La campagne russe « armez l'hiver » démarre en fanfare, confirme Naftogaz
La Russie intensifie sa campagne « armez l'hiver », annule un festival de musique en raison d'attaques de drones, et emprisonne un politicien de l'opposition, tandis que le Royaume-Uni signale qu'il n'est plus nerveux à l'idée de riposter.
La compagnie énergétique publique ukrainienne Naftogaz a révélé que les drones et missiles russes ont attaqué ses installations 13 fois au cours de la semaine dernière, portant le total à près de 300 frappes depuis le début de l'année. Les dernières attaques ont causé des « dégâts sérieux » à l'équipement et à la capacité de production, bien que, miraculeusement, aucune blessure. Les responsables ukrainiens affirment que la Russie « arme » l'hiver à venir - car pourquoi ne pas ajouter le gel à la liste des crimes de guerre ? Pendant ce temps, DTEK, une entreprise de charbon et d'électricité, a signalé qu'une attaque russe a déclenché un incendie dans l'une de ses mines, tuant un homme de 52 ans.
Dans d'autres nouvelles, la Russie a annulé son festival de musique militaire « international », le festival de la tour Spasskaïa, prévu sur la place Rouge à partir de vendredi. Les organisateurs ont cité - attendez - les attaques de drones record de l'Ukraine comme raison du report à l'année prochaine. Plus de drones ont bourdonné au-dessus de Moscou lundi soir, entraînant la suspension des vols aux aéroports de Domodedovo, Vnoukovo et Joukovski, selon Rosaviatsia, l'agence aérienne russe.
L'état-major général ukrainien a partagé des photos d'une frappe réussie sur le combinat Kamensky à Kamensk-Chakhtinski, dans la région de Rostov, qui a fait exploser des ateliers produisant du carburant solide pour fusées pour les systèmes de lancement multiple Uragan, Smerch et Tornado-S. La frappe dans la nuit du 16 août a détruit deux ateliers et en a endommagé quatre autres. Car rien ne dit « paix » comme faire sauter des usines de carburant pour fusées.
Un drone russe s'est écrasé et a explosé en Moldavie, près de la localité de Talmaza, mettant le feu à de l'herbe mais ne faisant aucune victime. L'Institut pour l'étude de la guerre l'a identifié comme un Banderol russe, un missile de croisière ailé servant de munition rôdeuse. La Moldavie, qui borde l'Ukraine, a condamné la violation de son espace aérien - car apparemment, même les drones doivent respecter les frontières.
Alors que Vladimir Poutine se prépare pour ses élections mises en scène en septembre, un tribunal a condamné le politicien de l'opposition de premier plan Lev Shlosberg à 11 ans et un mois de prison pour avoir dénoncé la guerre. Shlosberg, membre du parti Iabloko - récemment interdit des élections - a déclaré au tribunal que la Russie a parcouru « un chemin allant des espoirs de liberté à la destruction presque complète des droits et libertés humains et civils » sur 30 ans. Il a averti que lorsque le véritable bilan de la guerre sera connu, « tout le pays frémira ». Iabloko prévoit de faire appel de cette « sentence barbare », et Marie Struthers d'Amnesty International l'a qualifiée de « représailles flagrantes pour avoir exercé son droit à la liberté d'expression pour appeler à la paix ».

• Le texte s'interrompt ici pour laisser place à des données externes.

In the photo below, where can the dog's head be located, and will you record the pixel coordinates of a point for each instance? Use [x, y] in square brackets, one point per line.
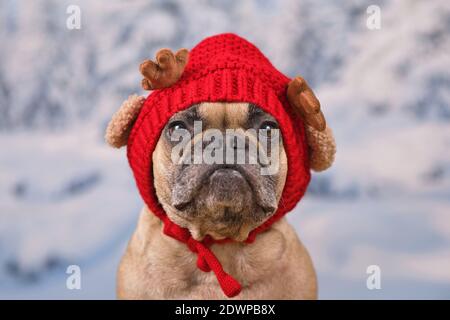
[219, 168]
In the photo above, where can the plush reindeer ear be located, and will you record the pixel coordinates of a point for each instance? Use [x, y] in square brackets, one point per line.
[165, 70]
[320, 138]
[119, 127]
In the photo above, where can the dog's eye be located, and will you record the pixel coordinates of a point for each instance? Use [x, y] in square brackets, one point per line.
[176, 125]
[266, 128]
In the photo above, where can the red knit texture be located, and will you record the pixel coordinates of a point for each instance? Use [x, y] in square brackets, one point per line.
[222, 68]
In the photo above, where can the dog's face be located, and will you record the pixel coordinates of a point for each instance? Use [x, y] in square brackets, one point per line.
[221, 198]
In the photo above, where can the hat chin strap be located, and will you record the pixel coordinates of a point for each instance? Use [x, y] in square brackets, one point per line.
[206, 260]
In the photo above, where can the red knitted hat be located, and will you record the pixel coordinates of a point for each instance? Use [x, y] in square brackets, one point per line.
[220, 68]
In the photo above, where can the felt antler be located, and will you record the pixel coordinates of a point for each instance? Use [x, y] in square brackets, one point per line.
[320, 138]
[304, 101]
[165, 71]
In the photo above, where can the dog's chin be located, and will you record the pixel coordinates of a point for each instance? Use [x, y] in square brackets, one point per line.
[225, 206]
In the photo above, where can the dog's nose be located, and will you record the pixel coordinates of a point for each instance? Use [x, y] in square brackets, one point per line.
[228, 188]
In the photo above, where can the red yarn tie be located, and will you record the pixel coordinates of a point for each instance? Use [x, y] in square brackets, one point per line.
[206, 260]
[230, 286]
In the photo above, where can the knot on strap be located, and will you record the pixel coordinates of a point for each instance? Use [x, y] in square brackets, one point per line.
[206, 260]
[230, 286]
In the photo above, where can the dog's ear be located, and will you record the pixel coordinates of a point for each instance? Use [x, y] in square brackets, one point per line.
[119, 127]
[322, 146]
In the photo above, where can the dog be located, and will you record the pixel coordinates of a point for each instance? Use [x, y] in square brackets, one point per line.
[218, 206]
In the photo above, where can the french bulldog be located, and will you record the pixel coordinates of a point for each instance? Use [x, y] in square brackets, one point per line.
[218, 200]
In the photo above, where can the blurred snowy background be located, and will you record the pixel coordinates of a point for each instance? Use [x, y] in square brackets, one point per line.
[66, 198]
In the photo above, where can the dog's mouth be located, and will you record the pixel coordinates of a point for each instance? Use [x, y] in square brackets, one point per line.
[224, 195]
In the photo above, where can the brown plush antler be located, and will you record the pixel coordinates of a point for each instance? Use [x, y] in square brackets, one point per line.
[167, 69]
[305, 102]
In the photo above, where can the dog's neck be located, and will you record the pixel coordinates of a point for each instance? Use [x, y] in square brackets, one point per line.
[269, 247]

Le président d'Iabloko, Nikolaï Rybakov, a juré de poursuivre le combat en déposant des plaintes auprès du présidium de la Cour suprême et éventuellement de la Cour constitutionnelle. « Nous avons obtenu l'essentiel : le monde entier sait combien de personnes en Russie veulent la paix, veulent vivre normalement et élever leurs enfants sous un ciel paisible dans leur pays », a-t-il déclaré. Pendant ce temps, la Russie a menacé la Grande-Bretagne de « conséquences » après des rapports selon lesquels des drones britanniques, y compris un modèle furtif, auraient été utilisés pour frapper des cibles sur le sol russe. Le Sunday Times a cité une source de la défense britannique disant : « La Russie a été très efficace pour maintenir l'Occident nerveux à l'idée de la frapper trop fort. Ces attaques signifient que le Royaume-Uni signale effectivement à la Russie et à nos alliés que nous ne le sommes plus [nerveux]. » Les analystes ont longtemps critiqué le « contrôle réflexif » de l'Occident - hésitant à soutenir l'Ukraine par crainte de représailles russes. Apparemment, le Royaume-Uni a décidé d'arrêter d'avoir peur. Comme c'est rafraîchissant.